The Somnox sleep robot is promoted as sleep enhancing. The current study investigated individual effects, the acceptability and the safety of, and experiences with, a 3-week intervention in adults with insomnia. A repeated ABA single-case design (n = 4) was used to evaluate the effects of the sleep robot compared with baseline, as measured with a sleep diary and actigraphy. Pre-, post-, and 1-month follow-up assessments were conducted, measuring symptoms of insomnia, level of somatic arousal, and symptoms of depression and anxiety. Questions about adherence were included in the sleep diary. Individual interviews were conducted post intervention to explore the participants’ experiences with the sleep robot. The sleep diary and actigraphy data showed marginal differences, and if something, often a slight deterioration in the intervention phase.
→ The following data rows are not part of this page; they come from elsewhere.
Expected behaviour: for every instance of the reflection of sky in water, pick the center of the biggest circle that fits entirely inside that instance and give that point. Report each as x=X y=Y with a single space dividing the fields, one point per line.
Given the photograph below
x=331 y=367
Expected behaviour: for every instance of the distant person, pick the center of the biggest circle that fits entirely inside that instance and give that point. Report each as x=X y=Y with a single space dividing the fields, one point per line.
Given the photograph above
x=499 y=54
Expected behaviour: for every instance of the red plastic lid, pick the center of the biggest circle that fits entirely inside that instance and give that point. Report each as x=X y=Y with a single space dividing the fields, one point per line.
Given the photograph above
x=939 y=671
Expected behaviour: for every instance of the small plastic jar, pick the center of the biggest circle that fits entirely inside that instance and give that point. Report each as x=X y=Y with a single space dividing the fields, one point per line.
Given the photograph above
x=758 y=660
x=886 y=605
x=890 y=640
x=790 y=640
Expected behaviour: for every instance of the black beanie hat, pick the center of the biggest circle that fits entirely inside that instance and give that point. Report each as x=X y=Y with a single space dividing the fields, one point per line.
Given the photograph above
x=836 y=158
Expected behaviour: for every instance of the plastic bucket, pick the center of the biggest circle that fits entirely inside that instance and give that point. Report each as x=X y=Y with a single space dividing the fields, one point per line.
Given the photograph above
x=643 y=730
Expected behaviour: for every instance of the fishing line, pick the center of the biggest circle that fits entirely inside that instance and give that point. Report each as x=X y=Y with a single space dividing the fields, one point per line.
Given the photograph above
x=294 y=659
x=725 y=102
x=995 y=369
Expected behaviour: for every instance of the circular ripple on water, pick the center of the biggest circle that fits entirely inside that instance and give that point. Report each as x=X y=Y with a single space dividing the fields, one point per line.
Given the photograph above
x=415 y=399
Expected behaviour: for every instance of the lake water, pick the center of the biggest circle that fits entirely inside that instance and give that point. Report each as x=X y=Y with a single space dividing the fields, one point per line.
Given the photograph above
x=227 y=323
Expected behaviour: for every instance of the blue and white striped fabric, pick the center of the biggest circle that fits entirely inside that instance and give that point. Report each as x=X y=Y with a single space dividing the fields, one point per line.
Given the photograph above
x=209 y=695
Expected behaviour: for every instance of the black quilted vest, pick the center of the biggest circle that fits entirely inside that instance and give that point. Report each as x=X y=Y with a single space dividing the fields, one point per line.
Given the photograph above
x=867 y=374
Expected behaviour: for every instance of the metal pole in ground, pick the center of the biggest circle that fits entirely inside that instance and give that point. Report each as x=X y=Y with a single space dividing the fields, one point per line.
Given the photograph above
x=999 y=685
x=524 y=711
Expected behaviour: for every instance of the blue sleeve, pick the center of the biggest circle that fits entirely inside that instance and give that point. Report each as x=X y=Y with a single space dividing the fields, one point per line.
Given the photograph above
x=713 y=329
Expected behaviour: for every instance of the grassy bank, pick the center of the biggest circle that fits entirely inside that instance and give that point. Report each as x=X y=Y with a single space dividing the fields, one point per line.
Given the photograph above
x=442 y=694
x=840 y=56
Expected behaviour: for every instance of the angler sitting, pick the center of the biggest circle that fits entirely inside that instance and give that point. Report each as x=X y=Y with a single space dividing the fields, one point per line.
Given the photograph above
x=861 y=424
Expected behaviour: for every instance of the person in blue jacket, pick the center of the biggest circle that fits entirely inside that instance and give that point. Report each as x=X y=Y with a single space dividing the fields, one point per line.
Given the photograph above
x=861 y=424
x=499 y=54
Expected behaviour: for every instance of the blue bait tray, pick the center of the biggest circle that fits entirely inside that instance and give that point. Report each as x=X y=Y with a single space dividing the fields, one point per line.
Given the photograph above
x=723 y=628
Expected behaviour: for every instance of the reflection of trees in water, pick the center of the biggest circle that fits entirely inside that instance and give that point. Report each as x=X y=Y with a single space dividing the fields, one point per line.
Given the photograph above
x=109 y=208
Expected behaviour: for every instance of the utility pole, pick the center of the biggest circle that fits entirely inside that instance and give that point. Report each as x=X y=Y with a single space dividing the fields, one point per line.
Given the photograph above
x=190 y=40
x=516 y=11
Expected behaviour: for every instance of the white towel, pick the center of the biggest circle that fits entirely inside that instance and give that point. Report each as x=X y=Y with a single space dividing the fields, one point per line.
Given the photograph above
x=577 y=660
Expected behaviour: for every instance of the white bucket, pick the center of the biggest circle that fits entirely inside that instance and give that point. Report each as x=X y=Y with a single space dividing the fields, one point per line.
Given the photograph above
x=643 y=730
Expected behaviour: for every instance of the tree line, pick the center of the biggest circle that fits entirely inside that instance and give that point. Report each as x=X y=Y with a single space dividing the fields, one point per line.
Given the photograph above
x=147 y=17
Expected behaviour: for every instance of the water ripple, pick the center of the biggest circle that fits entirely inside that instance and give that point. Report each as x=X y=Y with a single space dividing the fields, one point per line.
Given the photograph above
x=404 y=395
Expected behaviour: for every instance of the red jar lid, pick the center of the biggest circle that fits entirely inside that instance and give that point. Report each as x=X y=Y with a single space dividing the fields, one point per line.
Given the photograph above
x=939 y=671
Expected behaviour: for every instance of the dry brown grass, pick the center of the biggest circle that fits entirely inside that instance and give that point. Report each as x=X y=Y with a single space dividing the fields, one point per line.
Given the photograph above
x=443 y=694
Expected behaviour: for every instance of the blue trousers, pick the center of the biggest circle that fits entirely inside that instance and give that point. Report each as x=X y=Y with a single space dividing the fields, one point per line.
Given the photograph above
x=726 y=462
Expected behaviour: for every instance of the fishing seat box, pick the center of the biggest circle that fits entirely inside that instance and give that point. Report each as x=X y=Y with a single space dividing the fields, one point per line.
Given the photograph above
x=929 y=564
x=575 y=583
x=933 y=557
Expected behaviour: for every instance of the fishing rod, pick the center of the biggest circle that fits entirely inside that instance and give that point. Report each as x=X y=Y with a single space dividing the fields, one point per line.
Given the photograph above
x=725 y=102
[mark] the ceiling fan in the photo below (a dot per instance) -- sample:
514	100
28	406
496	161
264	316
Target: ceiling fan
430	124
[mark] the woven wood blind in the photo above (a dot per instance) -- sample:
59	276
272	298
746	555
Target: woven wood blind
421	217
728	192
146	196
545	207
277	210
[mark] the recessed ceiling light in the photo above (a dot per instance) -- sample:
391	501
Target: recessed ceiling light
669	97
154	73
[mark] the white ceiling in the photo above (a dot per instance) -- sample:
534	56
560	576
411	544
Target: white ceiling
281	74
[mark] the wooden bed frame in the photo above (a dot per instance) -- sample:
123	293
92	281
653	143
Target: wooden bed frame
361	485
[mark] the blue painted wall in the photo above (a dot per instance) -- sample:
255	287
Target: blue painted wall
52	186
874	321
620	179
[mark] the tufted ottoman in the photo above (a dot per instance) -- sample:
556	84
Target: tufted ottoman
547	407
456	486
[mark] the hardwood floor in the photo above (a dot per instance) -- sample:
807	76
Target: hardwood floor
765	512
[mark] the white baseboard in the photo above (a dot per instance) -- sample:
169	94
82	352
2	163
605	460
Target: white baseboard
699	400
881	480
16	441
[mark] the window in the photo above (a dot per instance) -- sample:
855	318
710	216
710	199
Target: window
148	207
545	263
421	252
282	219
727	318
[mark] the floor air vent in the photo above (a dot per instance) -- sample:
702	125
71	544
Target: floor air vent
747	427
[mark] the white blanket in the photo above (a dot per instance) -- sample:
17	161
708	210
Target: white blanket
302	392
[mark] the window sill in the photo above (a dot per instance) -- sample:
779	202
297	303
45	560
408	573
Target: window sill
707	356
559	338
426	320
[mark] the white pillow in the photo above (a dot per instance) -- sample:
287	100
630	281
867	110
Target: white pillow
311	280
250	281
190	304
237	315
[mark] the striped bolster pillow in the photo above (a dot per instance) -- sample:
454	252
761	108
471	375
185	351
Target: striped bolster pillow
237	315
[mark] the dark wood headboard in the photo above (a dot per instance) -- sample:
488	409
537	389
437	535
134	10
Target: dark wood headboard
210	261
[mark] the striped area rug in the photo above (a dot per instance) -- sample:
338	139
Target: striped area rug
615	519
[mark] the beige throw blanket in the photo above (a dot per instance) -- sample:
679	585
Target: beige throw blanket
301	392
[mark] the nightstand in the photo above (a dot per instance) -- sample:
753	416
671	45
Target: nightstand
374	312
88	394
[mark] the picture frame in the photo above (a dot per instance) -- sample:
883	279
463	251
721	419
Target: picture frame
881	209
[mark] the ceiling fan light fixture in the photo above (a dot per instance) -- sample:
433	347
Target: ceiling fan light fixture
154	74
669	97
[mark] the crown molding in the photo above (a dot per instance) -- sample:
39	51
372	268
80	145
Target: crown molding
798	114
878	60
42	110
Three participants reported improvements regarding their sleep in the interviews compared with baseline, which mirrored the results on the questionnaires (insomnia and arousal) for two of the participants. The same three participants adhered to the intervention. Stable or improved self-assessed symptoms of depression and anxiety, and information from the individual interviews, suggest that the intervention is safe for adults with insomnia. The results regarding the effects of the sleep robot were mixed, and ought to be scrutinized in larger studies before confident recommendations can be made. However, the study supports the acceptability and safety of the intervention in adults with insomnia.